Core Education – Doctors:
Occupational Medicine as a Trainee Consultant
By Professor Harj Kaul
Occupational Medicine-is the branch of medical practice that is concerned with the bi-directional relationship between work and health.
It is not regularly taught at a medical undergraduate level although you might have come across it in other modules such as GP, respiratory and dermatology. Some postgraduate doctors may have had some exposure in their foundation years.
On the other hand, some doctors/medical students may have had some experience as a patient/client/employee/student in accessing an opinion for continuation of their training/employment through occupational health practitioners e.g., nurses and doctors.
It is important that before embarking on this potential career pathway, background reading and making some speciality contact is undertaken. Initially, it may well be with a regional Training Programme Director (TPD), a representative of Health Education England (HEE) or Regional Speciality Adviser (RSA), a representative of the Faculty of Occupational Medicine (FOM). Medical practitioners thinking about the speciality commonly make preliminary contact by email or telephone call.
Medical Practitioners need to appreciate that this is an intensive training programme, over four years full-time. This equips individuals with broad skills so that after completion of the training, they have the necessary skills to be an independent accredited specialist practitioner registered with the GMC to work across the UK plc employment environment. There are number of chief medical officer posts at board level for national and international companies as well.
A regional TPD/RSA will be happy to be personally contacted to guide individuals. Support with taster sessions is provided, including sitting in clinics and taking part in supervised educational workplace visits. This allows individuals to ask questions and explore what normally constitutes “a Day in the life of an occupational health physician”. Active trainers will have postgraduate doctors in training (PGDiT) within their departments who can be shadowed. This can be very varied depending on the industry and geographical location that they work in.
Regional TPD’s can advise on the training requirements and expectations of the GMC approved training programme. They’ll be happy to share the annual expectations of progression through from ST3-ST6 mapped against the latest GMC curriculum.

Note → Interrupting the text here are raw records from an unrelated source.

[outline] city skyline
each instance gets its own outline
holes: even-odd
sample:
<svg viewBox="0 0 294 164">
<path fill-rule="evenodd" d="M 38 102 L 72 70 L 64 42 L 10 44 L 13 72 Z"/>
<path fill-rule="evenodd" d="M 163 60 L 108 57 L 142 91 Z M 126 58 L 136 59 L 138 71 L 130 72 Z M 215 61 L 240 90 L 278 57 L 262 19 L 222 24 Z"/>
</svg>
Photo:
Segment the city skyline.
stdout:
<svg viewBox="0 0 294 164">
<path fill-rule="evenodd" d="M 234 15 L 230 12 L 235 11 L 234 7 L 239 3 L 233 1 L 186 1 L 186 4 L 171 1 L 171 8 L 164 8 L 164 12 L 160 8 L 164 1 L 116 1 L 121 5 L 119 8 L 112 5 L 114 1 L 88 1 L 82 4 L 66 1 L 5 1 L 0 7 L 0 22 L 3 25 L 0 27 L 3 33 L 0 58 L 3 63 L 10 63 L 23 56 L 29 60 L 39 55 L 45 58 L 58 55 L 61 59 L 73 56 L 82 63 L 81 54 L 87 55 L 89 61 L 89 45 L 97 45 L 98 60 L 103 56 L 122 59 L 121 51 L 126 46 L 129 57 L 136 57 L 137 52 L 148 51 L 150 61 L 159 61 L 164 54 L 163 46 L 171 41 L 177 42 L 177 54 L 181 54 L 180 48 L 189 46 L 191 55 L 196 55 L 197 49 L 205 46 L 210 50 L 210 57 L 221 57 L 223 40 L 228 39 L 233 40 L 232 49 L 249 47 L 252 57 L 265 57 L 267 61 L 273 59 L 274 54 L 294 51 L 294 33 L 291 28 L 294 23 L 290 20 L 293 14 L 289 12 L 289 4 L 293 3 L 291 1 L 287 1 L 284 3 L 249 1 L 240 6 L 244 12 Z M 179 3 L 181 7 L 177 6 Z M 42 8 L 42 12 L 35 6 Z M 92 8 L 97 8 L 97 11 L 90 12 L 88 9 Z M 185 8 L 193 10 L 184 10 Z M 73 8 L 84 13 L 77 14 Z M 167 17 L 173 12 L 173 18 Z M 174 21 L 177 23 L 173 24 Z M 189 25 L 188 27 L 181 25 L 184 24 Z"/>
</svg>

The speciality has an above-average number of less than full-time postgraduate doctors, mainly in the NHS, but accommodated in industry training posts as well. There is also an above average culturally diverse and female intake into the speciality. Movement between the NHS and industrial training posts does occur to complete the full programme.
The current recruitment ratio varies between 5:1 to 8:1 applicant to an ST3 post, although in 2023 it was 11:1 On average, there are 10 to 12 trainees that finish the training programme per year.

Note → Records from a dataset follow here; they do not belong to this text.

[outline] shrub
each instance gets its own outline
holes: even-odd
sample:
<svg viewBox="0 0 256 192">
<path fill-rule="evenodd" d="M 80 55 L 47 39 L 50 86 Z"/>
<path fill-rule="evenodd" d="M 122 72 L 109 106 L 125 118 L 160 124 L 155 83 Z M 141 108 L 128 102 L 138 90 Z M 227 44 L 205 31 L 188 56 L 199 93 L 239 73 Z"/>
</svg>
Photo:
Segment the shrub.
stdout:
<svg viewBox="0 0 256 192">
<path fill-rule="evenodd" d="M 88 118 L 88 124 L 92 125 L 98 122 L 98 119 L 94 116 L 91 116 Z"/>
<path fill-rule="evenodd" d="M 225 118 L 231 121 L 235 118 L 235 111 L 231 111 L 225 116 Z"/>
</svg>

Most training posts are in the NHS, approximately 30-35, with 10-14 in industry within England/Wales. Scotland has between 5-8 active training posts. There is ongoing significant interest in 2023 to deliver hybrid shared training e.g., split responsibility between the NHS and the private sector and such a post exists between the NHS and Ford UK in the East Midlands. This should improve the numbers going forward and the exposure to different training, employment environments simultaneously. Some of these posts are already being delivered between the NHS and the defence Deanery.
How do I enter the training programme – Requirements
All NHS posts are recruited through the National Recruitment Process, which is delivered by HEE twice per year. This will be advertised at https://specialtytraining.hee.nhs.uk/Recruitment/Recruitment-timelines and Oriel.
Non-NHS posts can be advertised in various platform e.g., Society Occupational Medicine (SOM) or LinkedIn. The Employer of the post will have their own recruitment process however all applicants must also attend the national HEE recruitment to be “benchmarked”. The purpose of benchmarking is to ensure that all trainees entering the specialty are above an appointable threshold.
Those who wish to have an NHS post will be offered an available training post in the order they are ranked in the national interview, until all posts are filled. Those who wish to enter a non-NHS training post only, need to be benchmarked but do not enter the ranking and will be appointed directly by the training provider. Those who successfully benchmark but are not successful in finding a training post can retain their benchmark status for 6 to 12 months depending on which post they apply for next. The National School of OH may contact them if a non-NHS training post becomes available to seek their permission to put them in touch with the training provider. Otherwise, these appointable OM PGDiT’s (Post Graduate Doctors in training) need to regular contact the National School of OH to see if posts become available.
Professor Harj Kaul has been the national training programme director at the National School of Occupational Health since 2016. He has been a trainer and TPD in the East Midlands since 2007 and currently supervises 3 CCT PGDiT in Occupational medicine. In the recent past he was a Part 2 MFOM examiner and is a current dissertation assessor.